An insurgent group tied to al-Qaida in Iraq is claiming responsibility for the abduction of two U.S. soldiers during an attack south of Baghdad Friday, Reuters is reporting.
A U.S. military spokesman tells the New York Times that 8,000 U.S. and Iraqi troops are involved in the search for the missing soldiers; that three insurgents have been killed and seven U.S. soldiers have been injured in the search; that 12 villages have been sealed and searched; and that eight airstrikes have been made in the process.
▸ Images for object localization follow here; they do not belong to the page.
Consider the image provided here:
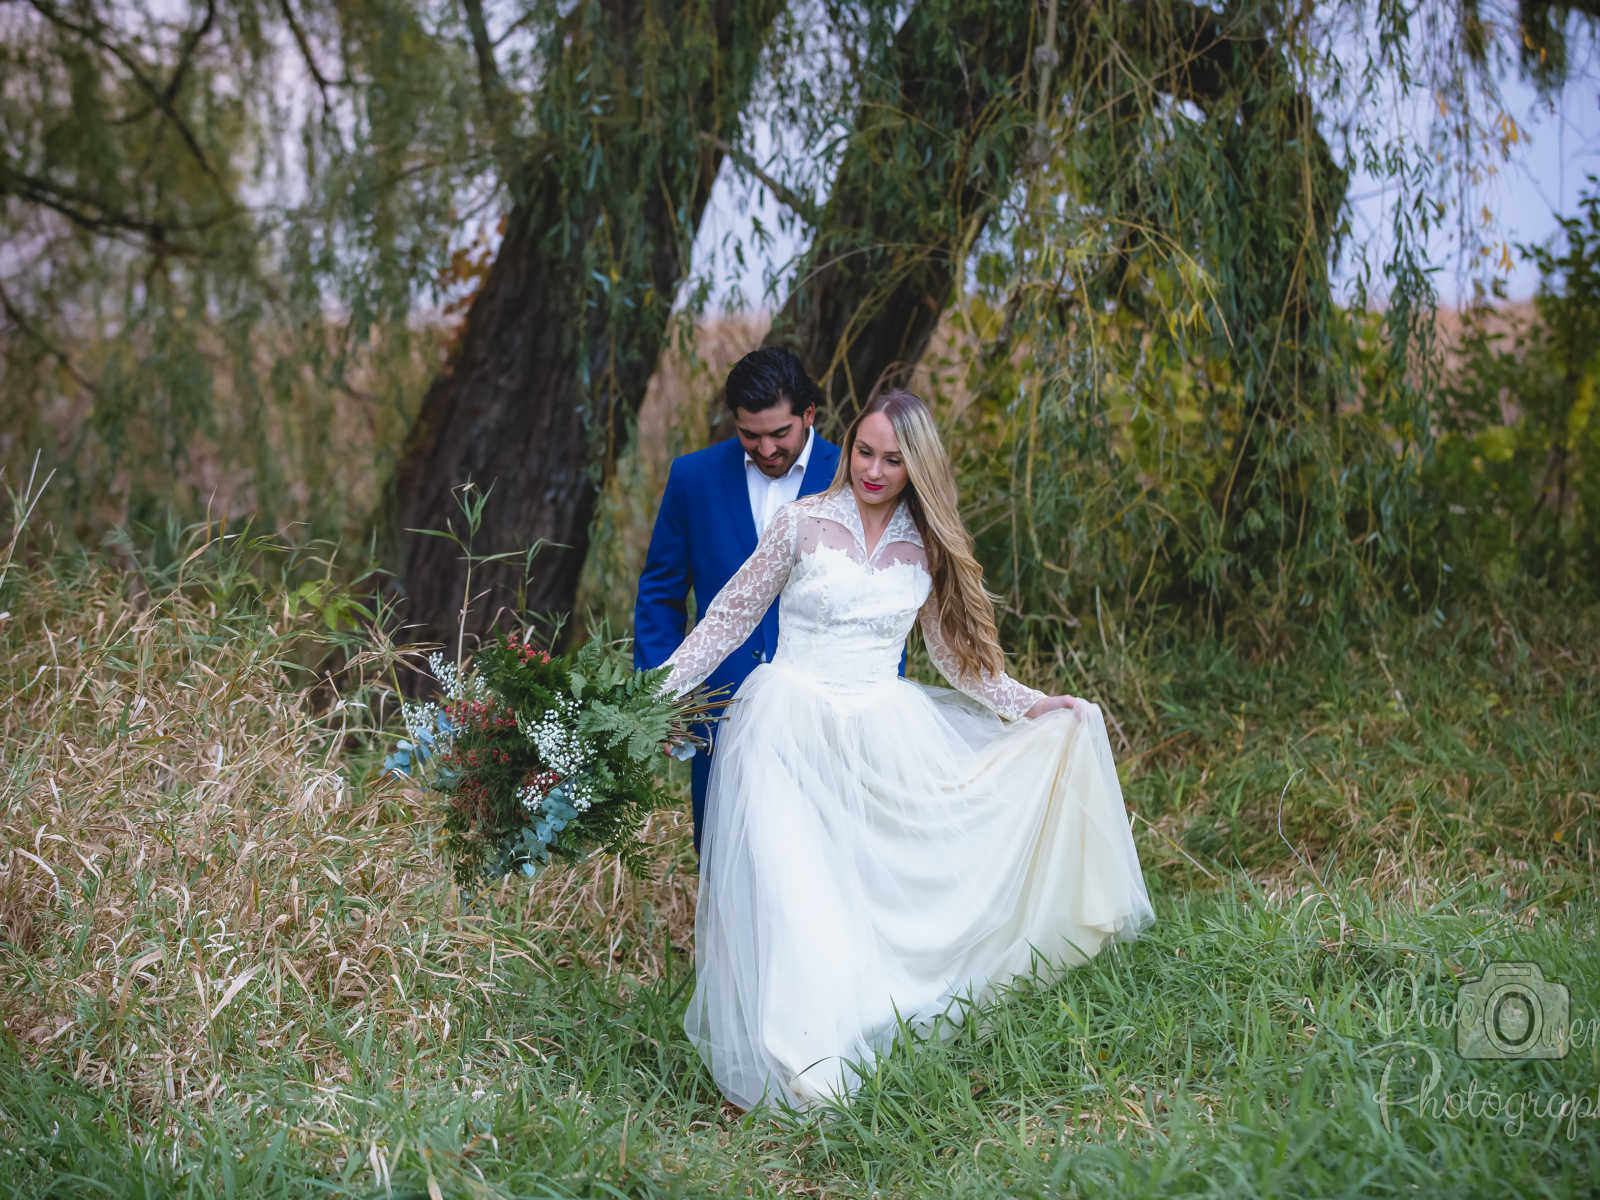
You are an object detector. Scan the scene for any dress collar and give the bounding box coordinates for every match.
[811,487,923,555]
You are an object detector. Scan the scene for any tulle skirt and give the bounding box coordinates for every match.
[683,662,1155,1111]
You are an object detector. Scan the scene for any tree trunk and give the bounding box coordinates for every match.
[384,0,781,652]
[765,0,1039,428]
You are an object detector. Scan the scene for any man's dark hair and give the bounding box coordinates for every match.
[723,347,822,416]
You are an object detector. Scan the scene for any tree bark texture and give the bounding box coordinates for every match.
[385,0,781,652]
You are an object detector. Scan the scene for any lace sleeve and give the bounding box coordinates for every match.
[918,595,1046,720]
[660,502,801,697]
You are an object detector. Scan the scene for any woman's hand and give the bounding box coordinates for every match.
[1025,694,1085,719]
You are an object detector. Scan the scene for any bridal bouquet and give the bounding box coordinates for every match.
[384,633,707,887]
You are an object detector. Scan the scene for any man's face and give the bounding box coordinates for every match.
[734,400,815,479]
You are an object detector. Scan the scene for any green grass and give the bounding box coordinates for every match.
[4,884,1593,1197]
[1,522,1595,1198]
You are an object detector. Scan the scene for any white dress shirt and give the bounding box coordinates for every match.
[744,426,815,537]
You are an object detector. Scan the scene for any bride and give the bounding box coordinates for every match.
[659,388,1154,1111]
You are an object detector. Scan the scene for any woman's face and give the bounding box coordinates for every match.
[849,411,909,511]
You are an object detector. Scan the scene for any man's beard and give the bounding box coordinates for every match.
[755,449,798,478]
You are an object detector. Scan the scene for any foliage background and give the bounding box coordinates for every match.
[3,1,1596,635]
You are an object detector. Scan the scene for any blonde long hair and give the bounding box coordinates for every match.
[828,389,1004,680]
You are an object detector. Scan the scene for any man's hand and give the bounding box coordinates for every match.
[661,723,697,760]
[1025,694,1086,719]
[663,738,697,761]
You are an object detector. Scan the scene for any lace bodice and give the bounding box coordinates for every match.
[661,490,1046,720]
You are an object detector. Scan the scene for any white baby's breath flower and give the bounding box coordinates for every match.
[515,699,601,813]
[425,652,492,703]
[519,698,593,778]
[401,699,441,743]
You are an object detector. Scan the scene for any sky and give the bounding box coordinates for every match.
[1341,48,1600,306]
[687,24,1600,315]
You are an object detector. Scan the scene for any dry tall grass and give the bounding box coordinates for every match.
[0,495,697,1159]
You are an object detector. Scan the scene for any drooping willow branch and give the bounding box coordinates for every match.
[23,0,224,183]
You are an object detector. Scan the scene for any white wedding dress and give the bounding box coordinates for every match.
[662,489,1154,1111]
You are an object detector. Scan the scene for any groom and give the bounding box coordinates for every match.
[634,347,839,852]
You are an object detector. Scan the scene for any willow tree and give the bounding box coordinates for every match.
[0,1,541,547]
[763,0,1341,431]
[753,0,1598,630]
[1,1,274,533]
[739,0,1349,632]
[0,0,786,644]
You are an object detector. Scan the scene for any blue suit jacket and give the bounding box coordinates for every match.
[633,434,841,850]
[634,433,841,688]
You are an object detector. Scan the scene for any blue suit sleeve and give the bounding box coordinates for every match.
[634,460,692,670]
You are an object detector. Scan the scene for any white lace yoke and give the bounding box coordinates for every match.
[661,490,1046,720]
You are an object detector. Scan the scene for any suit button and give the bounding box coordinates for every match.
[751,649,761,660]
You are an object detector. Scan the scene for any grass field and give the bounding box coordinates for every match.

But White House spokesman Tony Snow suggested Sunday that the media is paying too much attention to the story of the missing soldiers. "The thing is the way the war is being covered -- and we've seen it right now, we have two U.S. servicemen, and God bless them, we hope theyre OK," Snow said in an appearance on Fox News. "We're focusing on them, and we forget that since Zarqawi was killed, hundreds of bad guys have been rounded up, there has been a lot of intelligence. The Iraqis have gone ahead [and] mobilized 50,000 men going in the five Baghdad neighborhoods. There is a lot going on there."
Snow has every reason to be concerned. As we've argued before, whatever's left of the American public's appetite for Iraq is likely to vanish pretty quickly if the media ever gives the war the kind of "human drama" coverage it lavished on, say, the Sago mining disaster. Snow got away with calling the 2,500th U.S. fatality in Iraq "a number" last week; he can't be so dismissive as Americans wait to learn the fate of Pfc. Kristian Menchaca and Pfc. Thomas L. Tucker.